The group is seeking an urgent ruling that no action can lawfully be taken against Saddam Hussein's regime without the UN security council first passing a fresh resolution clearly authorising the use of force.
The application for judicial review is against the prime minister, Tony Blair, the foreign secretary, Jack Straw, and the defence secretary, Geoff Hoon.
Today CND lawyers lodged papers at the high court in London, the first step in seeking permission to argue before a judge that UN security council resolution 1441 does not authorise the use of force by the United States and its allies, including the UK.
The papers setting out the CND application will now go before a single judge to decide whether there is an "arguable case" which should go to a full hearing.

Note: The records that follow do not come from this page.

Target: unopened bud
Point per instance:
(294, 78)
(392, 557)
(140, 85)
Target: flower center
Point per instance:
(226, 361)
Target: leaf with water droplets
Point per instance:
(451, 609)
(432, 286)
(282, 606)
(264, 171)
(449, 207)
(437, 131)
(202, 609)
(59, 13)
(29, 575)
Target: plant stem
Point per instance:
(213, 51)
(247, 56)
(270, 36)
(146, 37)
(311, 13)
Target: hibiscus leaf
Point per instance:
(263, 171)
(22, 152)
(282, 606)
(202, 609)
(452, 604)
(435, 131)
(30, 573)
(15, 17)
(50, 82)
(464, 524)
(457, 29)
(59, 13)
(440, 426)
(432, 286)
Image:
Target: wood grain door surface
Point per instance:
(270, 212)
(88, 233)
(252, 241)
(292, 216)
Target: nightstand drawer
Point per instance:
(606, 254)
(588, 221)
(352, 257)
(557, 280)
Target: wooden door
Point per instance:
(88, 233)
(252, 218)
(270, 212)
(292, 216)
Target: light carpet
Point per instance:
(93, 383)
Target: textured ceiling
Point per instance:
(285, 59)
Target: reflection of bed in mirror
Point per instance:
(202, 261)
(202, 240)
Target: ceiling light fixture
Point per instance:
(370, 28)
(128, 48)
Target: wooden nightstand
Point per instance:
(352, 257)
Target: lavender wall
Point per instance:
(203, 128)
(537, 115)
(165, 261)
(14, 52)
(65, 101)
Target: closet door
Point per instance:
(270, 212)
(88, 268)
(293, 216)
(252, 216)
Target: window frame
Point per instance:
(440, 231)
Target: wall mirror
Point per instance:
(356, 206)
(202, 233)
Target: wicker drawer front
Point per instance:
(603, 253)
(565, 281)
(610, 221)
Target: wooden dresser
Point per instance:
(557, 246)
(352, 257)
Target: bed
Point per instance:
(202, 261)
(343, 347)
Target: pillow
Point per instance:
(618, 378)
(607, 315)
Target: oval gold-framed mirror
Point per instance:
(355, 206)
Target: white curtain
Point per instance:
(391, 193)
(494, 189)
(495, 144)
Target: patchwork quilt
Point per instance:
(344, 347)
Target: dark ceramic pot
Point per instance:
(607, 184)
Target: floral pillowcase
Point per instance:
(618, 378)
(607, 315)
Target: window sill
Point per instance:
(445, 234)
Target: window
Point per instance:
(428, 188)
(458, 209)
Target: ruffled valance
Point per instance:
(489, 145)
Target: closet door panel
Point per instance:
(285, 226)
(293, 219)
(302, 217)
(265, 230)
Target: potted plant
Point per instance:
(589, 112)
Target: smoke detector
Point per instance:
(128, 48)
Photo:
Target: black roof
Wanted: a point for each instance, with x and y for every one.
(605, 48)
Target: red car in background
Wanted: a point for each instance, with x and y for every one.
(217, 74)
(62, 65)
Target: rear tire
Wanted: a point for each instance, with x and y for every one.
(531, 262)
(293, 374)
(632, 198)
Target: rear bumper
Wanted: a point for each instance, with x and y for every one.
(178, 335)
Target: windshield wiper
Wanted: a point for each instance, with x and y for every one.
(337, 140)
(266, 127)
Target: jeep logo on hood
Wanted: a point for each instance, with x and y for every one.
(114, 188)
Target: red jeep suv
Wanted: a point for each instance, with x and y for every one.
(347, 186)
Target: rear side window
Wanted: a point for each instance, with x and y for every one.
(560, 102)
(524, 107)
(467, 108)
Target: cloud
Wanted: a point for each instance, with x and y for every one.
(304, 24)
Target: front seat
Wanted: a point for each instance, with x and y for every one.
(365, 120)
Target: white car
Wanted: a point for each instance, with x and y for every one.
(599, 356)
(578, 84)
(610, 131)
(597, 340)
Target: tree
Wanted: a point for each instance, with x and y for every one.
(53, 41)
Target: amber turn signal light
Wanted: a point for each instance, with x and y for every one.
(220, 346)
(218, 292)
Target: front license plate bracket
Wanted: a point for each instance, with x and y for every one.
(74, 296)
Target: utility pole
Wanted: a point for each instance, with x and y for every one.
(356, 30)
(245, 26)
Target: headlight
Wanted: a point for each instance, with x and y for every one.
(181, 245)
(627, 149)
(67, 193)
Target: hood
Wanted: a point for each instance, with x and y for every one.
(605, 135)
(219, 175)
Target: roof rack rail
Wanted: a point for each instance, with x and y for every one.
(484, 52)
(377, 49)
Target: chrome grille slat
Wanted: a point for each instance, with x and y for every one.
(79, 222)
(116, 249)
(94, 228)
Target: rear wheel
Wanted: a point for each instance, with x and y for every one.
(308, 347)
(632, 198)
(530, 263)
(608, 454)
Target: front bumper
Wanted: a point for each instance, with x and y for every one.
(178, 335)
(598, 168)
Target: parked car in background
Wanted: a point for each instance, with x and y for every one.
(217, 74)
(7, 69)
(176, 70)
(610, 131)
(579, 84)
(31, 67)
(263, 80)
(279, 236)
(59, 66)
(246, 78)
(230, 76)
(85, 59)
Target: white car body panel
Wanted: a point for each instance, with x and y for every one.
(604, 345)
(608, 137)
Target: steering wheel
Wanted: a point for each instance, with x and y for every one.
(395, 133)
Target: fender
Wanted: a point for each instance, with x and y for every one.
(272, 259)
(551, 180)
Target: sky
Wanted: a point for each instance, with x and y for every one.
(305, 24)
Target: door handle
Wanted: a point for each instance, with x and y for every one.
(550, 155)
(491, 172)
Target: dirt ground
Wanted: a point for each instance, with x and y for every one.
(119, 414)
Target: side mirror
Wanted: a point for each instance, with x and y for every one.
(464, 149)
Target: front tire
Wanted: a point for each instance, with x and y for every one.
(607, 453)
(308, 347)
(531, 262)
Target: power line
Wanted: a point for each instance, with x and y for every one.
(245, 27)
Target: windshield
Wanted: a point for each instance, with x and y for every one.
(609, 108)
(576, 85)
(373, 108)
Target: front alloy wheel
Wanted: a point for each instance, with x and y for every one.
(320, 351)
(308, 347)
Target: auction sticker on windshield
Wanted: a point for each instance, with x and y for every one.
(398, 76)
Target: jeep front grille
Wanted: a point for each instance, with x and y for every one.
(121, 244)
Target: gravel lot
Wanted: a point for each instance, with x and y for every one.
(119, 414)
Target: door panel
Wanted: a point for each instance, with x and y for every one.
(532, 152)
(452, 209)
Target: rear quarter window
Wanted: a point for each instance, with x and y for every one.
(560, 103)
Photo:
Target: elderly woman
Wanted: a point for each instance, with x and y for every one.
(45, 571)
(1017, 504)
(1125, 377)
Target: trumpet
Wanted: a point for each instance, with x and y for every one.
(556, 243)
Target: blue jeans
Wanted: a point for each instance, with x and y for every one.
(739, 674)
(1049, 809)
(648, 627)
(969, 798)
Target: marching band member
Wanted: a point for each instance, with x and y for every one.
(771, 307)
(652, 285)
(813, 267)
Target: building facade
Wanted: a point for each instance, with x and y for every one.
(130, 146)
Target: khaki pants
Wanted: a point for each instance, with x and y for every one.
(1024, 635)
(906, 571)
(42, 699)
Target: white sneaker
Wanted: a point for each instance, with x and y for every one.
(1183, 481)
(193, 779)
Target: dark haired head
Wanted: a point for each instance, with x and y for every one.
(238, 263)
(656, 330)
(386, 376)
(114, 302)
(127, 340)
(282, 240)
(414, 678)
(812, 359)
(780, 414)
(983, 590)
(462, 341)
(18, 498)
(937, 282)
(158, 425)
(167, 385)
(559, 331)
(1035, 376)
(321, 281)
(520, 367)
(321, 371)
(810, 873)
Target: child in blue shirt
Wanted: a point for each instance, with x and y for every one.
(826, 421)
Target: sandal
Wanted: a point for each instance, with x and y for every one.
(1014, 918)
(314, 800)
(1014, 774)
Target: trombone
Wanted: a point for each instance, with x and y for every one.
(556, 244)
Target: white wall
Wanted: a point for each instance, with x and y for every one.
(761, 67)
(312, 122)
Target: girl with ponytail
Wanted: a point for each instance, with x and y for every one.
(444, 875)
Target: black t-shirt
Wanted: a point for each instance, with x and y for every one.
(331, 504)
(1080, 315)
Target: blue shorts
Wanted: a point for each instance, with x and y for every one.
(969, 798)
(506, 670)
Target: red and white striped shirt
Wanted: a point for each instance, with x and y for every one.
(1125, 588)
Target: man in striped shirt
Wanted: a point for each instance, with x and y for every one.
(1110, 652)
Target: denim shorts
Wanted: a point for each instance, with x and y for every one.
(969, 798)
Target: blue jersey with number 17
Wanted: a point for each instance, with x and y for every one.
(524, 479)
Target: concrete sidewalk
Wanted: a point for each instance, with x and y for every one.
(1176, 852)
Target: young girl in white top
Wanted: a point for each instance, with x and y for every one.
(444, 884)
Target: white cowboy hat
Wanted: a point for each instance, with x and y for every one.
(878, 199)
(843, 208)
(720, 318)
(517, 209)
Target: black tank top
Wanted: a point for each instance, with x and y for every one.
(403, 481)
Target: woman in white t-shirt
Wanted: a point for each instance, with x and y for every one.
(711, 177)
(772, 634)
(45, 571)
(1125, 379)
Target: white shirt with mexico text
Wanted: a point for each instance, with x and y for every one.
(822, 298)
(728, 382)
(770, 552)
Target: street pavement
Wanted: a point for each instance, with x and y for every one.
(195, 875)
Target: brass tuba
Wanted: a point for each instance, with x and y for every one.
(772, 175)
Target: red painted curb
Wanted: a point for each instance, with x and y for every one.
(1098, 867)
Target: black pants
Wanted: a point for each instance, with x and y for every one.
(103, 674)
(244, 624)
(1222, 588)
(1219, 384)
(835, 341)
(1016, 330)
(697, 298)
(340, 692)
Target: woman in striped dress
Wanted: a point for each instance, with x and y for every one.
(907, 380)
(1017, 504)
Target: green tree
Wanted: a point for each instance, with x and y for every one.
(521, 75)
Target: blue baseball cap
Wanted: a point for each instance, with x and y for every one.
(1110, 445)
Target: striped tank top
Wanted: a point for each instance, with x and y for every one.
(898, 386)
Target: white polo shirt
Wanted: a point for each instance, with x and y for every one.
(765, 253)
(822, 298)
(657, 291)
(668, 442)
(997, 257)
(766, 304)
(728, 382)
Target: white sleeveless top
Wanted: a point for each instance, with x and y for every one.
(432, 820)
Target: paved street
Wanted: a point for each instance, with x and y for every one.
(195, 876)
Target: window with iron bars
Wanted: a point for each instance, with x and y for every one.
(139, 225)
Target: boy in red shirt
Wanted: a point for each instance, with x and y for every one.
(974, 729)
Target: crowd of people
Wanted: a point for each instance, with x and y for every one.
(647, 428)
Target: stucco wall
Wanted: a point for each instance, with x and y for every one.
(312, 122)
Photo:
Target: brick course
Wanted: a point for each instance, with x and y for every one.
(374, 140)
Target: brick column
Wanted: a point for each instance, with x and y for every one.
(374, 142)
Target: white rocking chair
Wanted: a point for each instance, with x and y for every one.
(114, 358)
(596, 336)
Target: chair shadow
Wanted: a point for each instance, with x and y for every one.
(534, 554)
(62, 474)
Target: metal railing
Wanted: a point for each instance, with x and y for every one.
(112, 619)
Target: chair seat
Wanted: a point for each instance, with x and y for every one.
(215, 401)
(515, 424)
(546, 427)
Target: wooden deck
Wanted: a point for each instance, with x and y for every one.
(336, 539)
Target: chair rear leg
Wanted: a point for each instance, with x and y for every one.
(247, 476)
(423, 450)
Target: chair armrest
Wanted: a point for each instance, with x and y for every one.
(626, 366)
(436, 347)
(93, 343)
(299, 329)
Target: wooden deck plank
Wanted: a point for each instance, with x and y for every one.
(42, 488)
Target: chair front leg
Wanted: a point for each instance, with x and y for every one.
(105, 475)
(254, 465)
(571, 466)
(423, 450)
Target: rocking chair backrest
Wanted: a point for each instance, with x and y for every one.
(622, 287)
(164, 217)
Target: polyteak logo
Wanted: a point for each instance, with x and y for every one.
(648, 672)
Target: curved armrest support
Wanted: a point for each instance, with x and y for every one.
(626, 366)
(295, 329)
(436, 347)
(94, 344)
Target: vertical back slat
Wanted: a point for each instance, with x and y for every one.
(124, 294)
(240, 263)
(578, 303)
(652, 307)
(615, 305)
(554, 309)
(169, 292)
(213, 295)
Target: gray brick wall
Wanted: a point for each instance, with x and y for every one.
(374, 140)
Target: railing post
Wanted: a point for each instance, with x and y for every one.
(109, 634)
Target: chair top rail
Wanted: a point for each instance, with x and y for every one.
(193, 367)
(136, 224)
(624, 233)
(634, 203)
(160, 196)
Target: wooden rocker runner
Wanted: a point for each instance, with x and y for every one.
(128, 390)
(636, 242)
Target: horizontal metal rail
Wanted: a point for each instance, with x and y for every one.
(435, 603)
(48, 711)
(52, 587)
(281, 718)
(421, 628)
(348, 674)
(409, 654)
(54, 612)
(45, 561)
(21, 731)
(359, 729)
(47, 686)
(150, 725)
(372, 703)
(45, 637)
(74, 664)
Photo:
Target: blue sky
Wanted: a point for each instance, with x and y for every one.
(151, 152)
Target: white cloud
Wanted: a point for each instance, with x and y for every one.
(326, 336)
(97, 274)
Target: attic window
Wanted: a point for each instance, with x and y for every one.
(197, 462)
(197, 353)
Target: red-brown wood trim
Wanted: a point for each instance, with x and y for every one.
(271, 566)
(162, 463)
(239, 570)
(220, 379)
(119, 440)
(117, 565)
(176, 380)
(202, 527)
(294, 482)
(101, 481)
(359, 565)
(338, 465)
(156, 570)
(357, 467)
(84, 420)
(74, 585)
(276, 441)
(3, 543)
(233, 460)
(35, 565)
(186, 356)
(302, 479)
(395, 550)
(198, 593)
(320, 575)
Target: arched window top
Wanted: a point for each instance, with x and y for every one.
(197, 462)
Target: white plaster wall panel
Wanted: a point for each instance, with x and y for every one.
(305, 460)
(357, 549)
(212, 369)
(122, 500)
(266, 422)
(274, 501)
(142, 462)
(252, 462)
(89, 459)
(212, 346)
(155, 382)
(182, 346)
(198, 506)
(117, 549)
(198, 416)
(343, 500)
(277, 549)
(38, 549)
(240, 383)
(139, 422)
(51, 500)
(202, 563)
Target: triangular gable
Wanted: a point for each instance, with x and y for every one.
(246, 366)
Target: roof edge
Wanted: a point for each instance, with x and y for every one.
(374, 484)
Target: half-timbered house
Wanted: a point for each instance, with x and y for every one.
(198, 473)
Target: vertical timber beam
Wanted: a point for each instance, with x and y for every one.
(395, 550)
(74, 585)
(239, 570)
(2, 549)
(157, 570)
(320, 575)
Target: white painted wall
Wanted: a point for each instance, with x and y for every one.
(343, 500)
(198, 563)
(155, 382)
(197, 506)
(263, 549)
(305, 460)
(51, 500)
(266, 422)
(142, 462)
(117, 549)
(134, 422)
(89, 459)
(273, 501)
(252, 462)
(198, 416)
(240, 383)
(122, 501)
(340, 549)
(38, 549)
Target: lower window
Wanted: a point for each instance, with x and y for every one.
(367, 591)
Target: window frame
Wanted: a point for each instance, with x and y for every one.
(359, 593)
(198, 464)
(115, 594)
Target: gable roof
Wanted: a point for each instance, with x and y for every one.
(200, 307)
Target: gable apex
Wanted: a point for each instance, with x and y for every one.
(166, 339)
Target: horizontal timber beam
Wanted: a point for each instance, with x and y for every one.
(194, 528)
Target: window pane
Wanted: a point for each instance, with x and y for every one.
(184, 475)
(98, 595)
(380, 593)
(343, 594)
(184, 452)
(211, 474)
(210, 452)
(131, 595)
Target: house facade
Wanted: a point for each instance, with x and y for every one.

A CND spokesman said the case was making legal history, as it was the first time a government had been legally challenged over the possibility of a declaration of war. He added support for the action was coming in from all over the world, including from the United States.
CND solicitor Phil Shiner said: "We are not seeking a declaration that war with Iraq is unlawful, but merely the use of force cannot be lawful without a fresh resolution. We say the government has got the law wrong and ask only that a judge gives a declaration as to what the law is to govern any decision the government makes."
CND is asking the court to arrange an urgent hearing because of the possibility of a declaration of war, or decision to use force, in the near future.
Labour MPs Jeremy Corbyn and Neil Gerrard, along with Hywel Williams of Plaid Cymru, were at a CND demonstration outside the royal courts of justice in the Strand, London, as the papers were being lodged today,
They were joined by comedian Mark Thomas, who has in the past accused the government of failing in its pledge to be "whiter than white".